“By the time we got to California Split,” Elliott Gould once told me about his third collaboration with Robert Altman, “I knew exactly how to work with him. Then again, he didn’t even intend to cast me. It was going to be Steve McQueen first.”
For so celebrated a director, a surprising number of Altman’s movies remain relatively unknown: few recall Quintet, his bleak 1979 sci-fi, or Jazz ’34, his simple and brilliant musical companion to Kansas City. California Split’s obscurity is particularly perplexing, however, because it’s no side project or experimental excursion into unfamiliar territory. It’s a full on Robert Altman movie, in the freewheeling mould of a Nashville (indeed, his experiments here with using the new eight-track system to record overlapping dialogue led directly to the Nashville sound), starring the actor he’s perhaps most associated with.
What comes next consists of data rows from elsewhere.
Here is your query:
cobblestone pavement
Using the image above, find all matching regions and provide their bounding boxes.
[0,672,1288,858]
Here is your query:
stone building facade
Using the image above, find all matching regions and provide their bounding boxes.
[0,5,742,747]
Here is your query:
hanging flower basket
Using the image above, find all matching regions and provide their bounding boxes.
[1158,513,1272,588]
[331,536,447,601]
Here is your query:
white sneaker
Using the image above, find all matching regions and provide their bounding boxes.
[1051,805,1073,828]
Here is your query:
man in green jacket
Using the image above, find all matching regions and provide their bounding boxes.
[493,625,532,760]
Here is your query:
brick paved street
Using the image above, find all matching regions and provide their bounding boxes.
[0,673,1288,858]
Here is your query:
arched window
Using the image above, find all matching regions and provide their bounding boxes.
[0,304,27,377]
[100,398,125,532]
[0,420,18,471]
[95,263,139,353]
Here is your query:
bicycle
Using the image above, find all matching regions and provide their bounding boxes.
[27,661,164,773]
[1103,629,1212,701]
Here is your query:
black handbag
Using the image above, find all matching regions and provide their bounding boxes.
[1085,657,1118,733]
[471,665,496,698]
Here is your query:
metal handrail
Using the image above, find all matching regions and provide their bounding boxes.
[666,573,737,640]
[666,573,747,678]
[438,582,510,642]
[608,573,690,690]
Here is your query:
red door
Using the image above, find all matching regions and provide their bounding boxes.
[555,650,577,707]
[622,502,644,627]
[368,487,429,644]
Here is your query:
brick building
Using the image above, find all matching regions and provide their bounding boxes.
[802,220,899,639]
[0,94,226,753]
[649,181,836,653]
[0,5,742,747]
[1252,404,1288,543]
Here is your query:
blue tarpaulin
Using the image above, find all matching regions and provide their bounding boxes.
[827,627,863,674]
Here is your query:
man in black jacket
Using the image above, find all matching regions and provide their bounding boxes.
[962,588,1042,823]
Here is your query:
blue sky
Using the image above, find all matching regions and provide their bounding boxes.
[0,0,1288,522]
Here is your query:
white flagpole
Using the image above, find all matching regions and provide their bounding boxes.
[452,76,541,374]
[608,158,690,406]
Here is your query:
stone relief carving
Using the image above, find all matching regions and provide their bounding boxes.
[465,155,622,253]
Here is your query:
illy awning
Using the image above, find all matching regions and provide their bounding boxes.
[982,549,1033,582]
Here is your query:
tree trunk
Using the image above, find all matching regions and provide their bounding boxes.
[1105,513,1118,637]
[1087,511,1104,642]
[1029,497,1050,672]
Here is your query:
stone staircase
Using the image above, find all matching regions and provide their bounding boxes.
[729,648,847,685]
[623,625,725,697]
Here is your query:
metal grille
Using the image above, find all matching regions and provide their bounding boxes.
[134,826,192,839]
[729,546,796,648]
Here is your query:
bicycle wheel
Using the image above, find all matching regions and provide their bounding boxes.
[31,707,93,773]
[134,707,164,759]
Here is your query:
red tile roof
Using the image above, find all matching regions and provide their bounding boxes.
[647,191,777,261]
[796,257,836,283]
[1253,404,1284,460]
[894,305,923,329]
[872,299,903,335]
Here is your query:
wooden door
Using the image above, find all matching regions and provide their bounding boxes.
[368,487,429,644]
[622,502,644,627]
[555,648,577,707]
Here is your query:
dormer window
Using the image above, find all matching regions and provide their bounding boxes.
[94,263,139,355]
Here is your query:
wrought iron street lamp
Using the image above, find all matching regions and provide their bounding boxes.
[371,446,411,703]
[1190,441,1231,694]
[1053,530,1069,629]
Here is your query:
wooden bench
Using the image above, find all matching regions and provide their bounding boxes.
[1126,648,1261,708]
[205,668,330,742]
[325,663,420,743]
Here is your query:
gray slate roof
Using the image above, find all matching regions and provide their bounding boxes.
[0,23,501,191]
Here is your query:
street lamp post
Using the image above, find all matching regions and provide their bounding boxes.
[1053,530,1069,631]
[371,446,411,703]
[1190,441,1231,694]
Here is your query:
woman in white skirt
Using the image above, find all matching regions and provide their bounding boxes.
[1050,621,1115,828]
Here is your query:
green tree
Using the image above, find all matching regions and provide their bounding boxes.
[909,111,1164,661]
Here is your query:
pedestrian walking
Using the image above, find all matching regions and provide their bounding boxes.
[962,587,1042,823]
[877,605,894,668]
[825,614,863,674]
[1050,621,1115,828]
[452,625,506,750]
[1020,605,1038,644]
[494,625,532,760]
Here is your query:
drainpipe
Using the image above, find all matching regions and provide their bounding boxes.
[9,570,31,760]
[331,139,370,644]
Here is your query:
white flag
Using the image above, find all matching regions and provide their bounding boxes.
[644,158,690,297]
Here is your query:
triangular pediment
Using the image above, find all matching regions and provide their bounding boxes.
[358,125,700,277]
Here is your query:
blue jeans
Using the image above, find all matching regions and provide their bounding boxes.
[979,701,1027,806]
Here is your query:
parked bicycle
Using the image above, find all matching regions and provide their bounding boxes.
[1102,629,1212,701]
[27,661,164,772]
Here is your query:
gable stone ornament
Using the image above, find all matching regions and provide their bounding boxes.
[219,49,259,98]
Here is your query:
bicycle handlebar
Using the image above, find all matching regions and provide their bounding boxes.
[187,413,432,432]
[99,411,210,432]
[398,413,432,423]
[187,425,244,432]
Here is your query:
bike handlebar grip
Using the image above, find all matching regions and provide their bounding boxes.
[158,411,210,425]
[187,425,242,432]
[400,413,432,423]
Part of the reason it has gone under the radar is problems around music rights, which held up any home media release for decades. Little known as it is, though, it has become the Altman film with the most devoted cult: gamblers will tell you this hazy masterpiece is the greatest gambling movie ever made. No plot, all character, it’s a deceptively shaggy, jazzily penetrating study of the jumpy minds and empty, driven lives of compulsive gamblers, with Gould and George Segal as strangers who stick together because they bring each other luck, drifting LA’s casinos and racetracks, forever looking for the next bet.
Writer-producer, Joseph Walsh (who takes a small role as Segal’s creepy bookie), knew this shabby world well, and based the script on his own gambling addiction. He originally worked on it with Steven Spielberg; the pair almost made it with McQueen. It’s tempting to imagine the movie that might have been, but safe to say it wouldn’t have been so fully felt. Altman was a self-confessed recovering gambling addict and when, after considering Peter Falk and Robert De Niro, Walsh convinced him his long-term friend Gould was the perfect fit, the art-imitating-life line up was complete: Gould was another gambling obsessive. “Elliott lived his gambling,” Walsh has commented. “He was that character.”
Loose but wired, Gould decisively altered the movie. The ambiguous ending, as the central pair split, burned out in Reno, was the result of a line he improvised on-camera: “I gotta go home,” Segal mutters. “Yeah?” Gould spits back. “Where do you live?” Walsh had written an entire scene after this, but after seeing what Gould came up with, Altman never bothered to film it.
“What I get from Altman’s work is that he shows a life taking its course,” Gould said. “He gave me the opportunity to experience as well as to exhibit – and I was able to give him perhaps more than he bargained for. And we worked great together, didn’t we?”